Michael: If there’s a refugee who just left North Korea, they might ask really random questions. Everything is so new to them. They ask about the traffic lights or the names of trees in Southeast Asia. Many of them want to learn how to speak in a South Korean accent.
They also ask really pragmatic questions like, “What should I do in South Korea to make money so that I can bring my children out of North Korea?” This is a really common question.
One question someone asked was, “Can I travel abroad? And how long can I do that before the government wants me back in the country?” We explain to them that as long as they have a visa to the country they’re going, the South Korean government doesn’t care how long they’re gone!
What are surprising things you hear from North Korean refugees about North Korea?
Michael: The living conditions in North Korea are so bad. It shouldn’t surprise us anymore but every time you hear about it, it’s not easy. For example, they tell us that they were working for the government but were basically forced into slave labor. They’re doing this hard labor but they’re not getting paid by the government. In order to survive, they have to do something on the side.
Another grim reality is military life. North Korean men have to serve 10 years in the military and it’s not like life is easy there. People have said that they defected because they think about their little boys' futures. They know that once their son turns 18, he has to go to the military. By the time he returns, he’ll be 30. And they will miss out on all their time together.

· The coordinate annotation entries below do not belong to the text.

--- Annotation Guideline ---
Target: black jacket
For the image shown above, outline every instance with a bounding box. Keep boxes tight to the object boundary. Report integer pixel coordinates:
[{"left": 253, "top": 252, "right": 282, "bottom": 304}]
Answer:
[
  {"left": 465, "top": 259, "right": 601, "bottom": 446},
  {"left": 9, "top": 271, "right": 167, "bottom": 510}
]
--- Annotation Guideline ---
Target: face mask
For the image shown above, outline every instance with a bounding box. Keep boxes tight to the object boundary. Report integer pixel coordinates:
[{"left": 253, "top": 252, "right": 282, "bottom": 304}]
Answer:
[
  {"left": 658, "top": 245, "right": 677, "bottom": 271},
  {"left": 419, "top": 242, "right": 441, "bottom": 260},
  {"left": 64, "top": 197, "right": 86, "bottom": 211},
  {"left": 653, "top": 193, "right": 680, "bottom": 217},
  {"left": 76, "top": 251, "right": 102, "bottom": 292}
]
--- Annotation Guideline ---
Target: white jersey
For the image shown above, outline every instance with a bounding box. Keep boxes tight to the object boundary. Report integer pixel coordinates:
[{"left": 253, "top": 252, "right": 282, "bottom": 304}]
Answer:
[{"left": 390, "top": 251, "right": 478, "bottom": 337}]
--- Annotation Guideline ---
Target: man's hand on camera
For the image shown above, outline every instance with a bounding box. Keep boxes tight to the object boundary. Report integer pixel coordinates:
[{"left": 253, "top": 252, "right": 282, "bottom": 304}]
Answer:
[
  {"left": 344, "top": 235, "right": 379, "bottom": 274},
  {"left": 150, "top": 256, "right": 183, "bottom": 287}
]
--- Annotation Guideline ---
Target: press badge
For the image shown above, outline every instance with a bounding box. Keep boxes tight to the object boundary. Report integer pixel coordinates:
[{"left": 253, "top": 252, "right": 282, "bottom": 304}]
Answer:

What do most North Korean refugees want to do once they reach freedom?
Michael: It depends. Parents just want a better future for their children. Most people really want to learn. They’re hungry for knowledge. They want to learn how things are outside of North Korea and in the world. When we ask them what they want to do, most will tell you that “I don't know enough to know what I want. I just want to go there and see what options I have.”
.jpg)
What field experience has stayed with you?
Michael: Refugees don’t fully grasp the idea of having donors supporting the North Korean people unconditionally. They end up asking, “What do they really get out of this? Why are they doing this? Is this the government?” It’s really hard to understand that individuals on the other side of the world care enough to support them.
But occasionally, we have people who fully understand and they feel so moved and inspired that they in turn want to participate in this movement. And that is really powerful. Seeing them go from a position of getting help to wanting to do something is always powerful to witness. It’s one thing to be grateful, but it’s another to say, “Now it’s my turn. Once I get to South Korea, this is what I’m going to do. I’m going to find ways to contribute.” They tell us that our work has opened their minds and they want to help.
Is there anything you want to say to our donors?
Michael: We can solely focus on what is best for the North Korean refugees only because we have so many generous people who support what we’re doing in the field. We do our best to be good stewards, but the fact that we can just focus on our work and what we can do better instead of worrying about funding is liberating. Because we’re in the field, we don’t really get to meet donors, but everything that we do - it reminds us that it’s only possible because of our donors and their support. We feel the support and we are so grateful!
Thanks to your monthly gift, Michael and his team are able to help rescue North Korean refugees at a moment’s notice. We’re so thankful for your continued support! Thank you for standing alongside the North Korean people!